Traceroute sends probing packets similar to "ping", but it plays another trick 
with the time-to-live field: The first probe is sent with ttl=1, the next with 
ttl=2, etc. Traceroute does not use the ICMP echo request datagrams, because 
ICMP datagrams that count their ttl down to zero are just discarded, while if a 
non-icmp datagram expires its TTL, the router where this happens is supposed to 
send back a notification, another kind of ICMP. In this way, traceroute 
triggers responses from each router along the path to the target.  That allows 
you to see where the problem arises. 

A last reason why the connectivity is not there may be firewalls. Notice that 
nowadays many computers are configured to not respond to ping or traceroute, 
and most firewalls stop traceroute probes.

> Would this 
> approach be useful to other people do you think? If it would, and I 
> could get some technical help with it, I would be prepared to produce 
> such a document. Would this be useful?

Certainly.

There are a couple of network troubleshooting guides on the net, that you could 
try. The problem is that network configuration is very much a moving taqrget, 
so many old guides are useless.  The techiques I have used above are even 
worse, extremely old, but, ironically, by being so old they are so basic that 
they do not get out of fashion.  What these commands can pinpoint is, if the 
connectivity is there, if the network card is configured somehow, etc. If not, 
it does not say why not. All modern distributions have sophisticated program 
suites that pass bits of information around, notifying eachother of 
plug-and-play cards coming up and going away, roaming wirless connections, etc. 
Their components are generally poorly documented, described in a way that you 
must already know (almost) everything to understand it.  For each piece there 
may be two or three obsolete alternatives, and it is almost impossible to 
figure out which ones to read more about.

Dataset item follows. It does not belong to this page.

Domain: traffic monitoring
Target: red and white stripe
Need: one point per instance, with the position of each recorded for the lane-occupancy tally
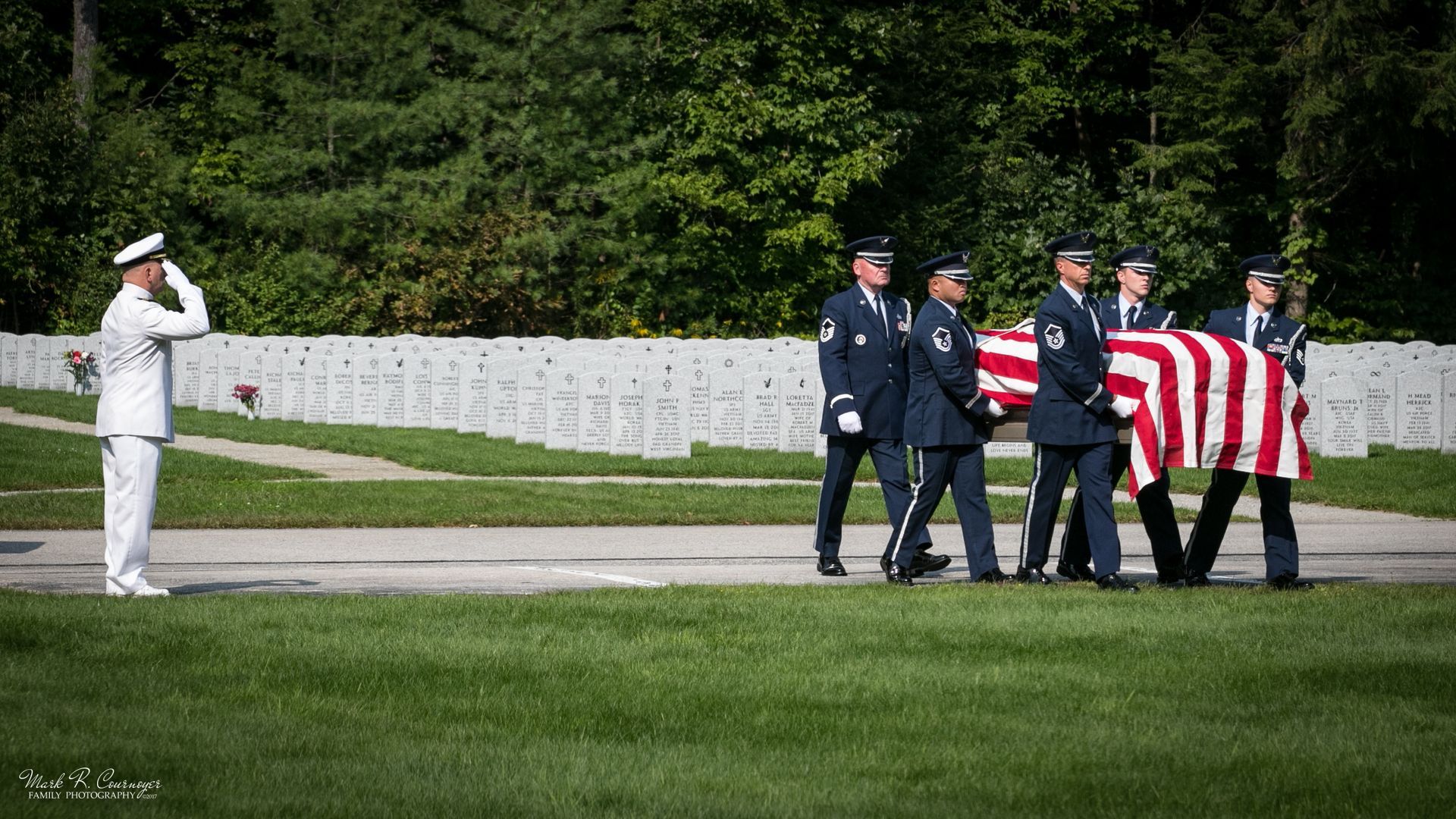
(1204, 401)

Anyone who tracks down how a caching DNS server like pdnsd gets its 
notifications when a roaming wireless gets connected, and describes it in an 
intelligible language will be doing the community a big favor - until the whole 
thing changes again in three months. (Actually I think the moment is a good 
one. Precisely the plug-and-play nature of modern computer is what has caused 
most of the dramatic changes, but I tend to think it must be settling a bit 
now. Describe it, and I give it four months and a half :).

But that brings up the question: Why an old version of debian on a new 
installation?

Perhaps the most usefull thing would be a table of end-user configuration 
tools. What is the name of the conf tool du jour? Which are obsolete, when did 
they become that? What tools are incompatible or require tinkering to reconcile?